Over the time I have been in coffee, I have come to the simple realization that there is no right, only what I like and hopefully I find others that agree with this and enjoy it as well. Right and wrong sounds good on paper, when preaching as if it's religion, and in online forums but in truth it's completely subjective, even when standing in the same room cupping together.
Our segment of the professional coffee community that might be reading this though is something of a social networking movement. It is not essentially built on tangible and definable quality, it is built on the conversation about quality. This presents an interesting dynamic where there is nothing cohesive about the companies or many of the individuals lumped together other than working within coffee itself.
So fundamentally, there is a need to control message by many, to be at the cutting edge, that you can see many companies (and individuals) run towards whatever is trending on twitter or being championed on coffeed. Sure, they may abandon it in two months to a year or it makes the kitchen drawer after only a use or two, but that's not the point. Whatever is new and seems cutting edge will be hot for a few minutes until people tire of it and begin looking for the new thing. That's what drives the discussion to have fresh new things to throw against the wall and offer opinions about. A prominent UK blogger/roaster is the prime example of where this creates ripples of noise. His well intentioned 'what if' posts are often to the tune of, I tried this and it was interesting, you try it too. The problem though is that people take the words as facts, as thoroughly researched and proven science which it never was intended as. Empirical notes or scientific method, we should take the latter but it's hard to comment on this unless you are willing to pick up the slack and do the work involved to either prove or disprove statements.
That really doesn't matter expect ironically, the community discussion is always swirling around this moving target of quality and arguing it with vicious statements of absolutism. This presents the simple premise, how can we talk about quality if the brew methods change so often, the coffees rotate so quickly, and the attention span is so short? When our prominent voices in the community are only willing to offer a conversation and strong opinions without offering repeatable scientific experiments to test, we are in murky waters.
A interesting case study would be how the success of the seasonal approach is actually creating a consumption culture among cafes who rotate among roasters. Yes, fresh coffee tastes great... unless it never really gets dialed in or never really hits that mark to live up to the cupping table potential. Let's assume the roaster has the chops to nail the coffee on first arrival and gets the most out of it the first time around. Let's assume there was no feeling out period of getting to know the coffee and avoiding sending out batches that weren't a good representation of the coffee. Let's then assume that all the shops selling it could all dial it in on the first few brews and would be serving it up perfectly in the first week. Then let's erase all of that and start over in two weeks or so. Sound like a reasonable quality system? I would offer it's hard enough to remember the last coffee you enjoyed as a consumer to only come back next week and be confronted with an entirely new roulette wheel of coffees and barista suffer the same overload of 'new'. This is not a criticism but an observation of the plus minus out there.

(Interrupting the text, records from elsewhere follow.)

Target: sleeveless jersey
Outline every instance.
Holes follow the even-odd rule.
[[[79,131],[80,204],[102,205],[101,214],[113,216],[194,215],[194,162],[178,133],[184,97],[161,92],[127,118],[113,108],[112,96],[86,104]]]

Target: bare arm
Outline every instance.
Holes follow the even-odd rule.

Here's the real problem I am getting at because I am not really trying to cast stones at big companies or seasonality. We can't say what I just said in those last few paragraphs. In naming the companies or having an open discussion about them with enough inference, I would be assailed by more than a dozen kids who worked for some of the companies talking about how wrong it was and defending the company they work for... until they work for another company.
It borders on group-think where dissent is quashed in an attempt to keep the norm and adhere to the louder voices of the community. If we can't critique and have the serious debates in this industry, then there is no point in having discussion. A little over three years ago, on this blog, we were championing things like getting rid of black box blends, being transparent about ingredients, using progressive packing and storing, and dozens of other crazy ideas at the time that a lot of us were thinking about but few if any had implemented. We took a lot of flack and critique from some prominent voices (who are now quietly on the other side) and were labeled unfairly for our stands. Then some of those ideas caught on with a few big companies and weren't really crazy anymore when proven in the mainstream.
Right now, there is little difference between signal and noise in the discussion. Good coffee is still entirely subjective and having debates about it is only healthy if they are open, have some cynicism and a few dissenting voices to challenge us. Otherwise, it is simply a race to adopt every new toy, be the first to review it then proclaim it amazing, not a discussion about what needs to be fixed and there is an awful lot wrong with our industry. We may be in the middle of a coffee renaissance in the US but it's also a time where idealism runs rampant and egos get big. It's still hard to find a good cup of coffee, still hard to define good, and this movement is still a small segment of a large industry figuring out who it wants to be.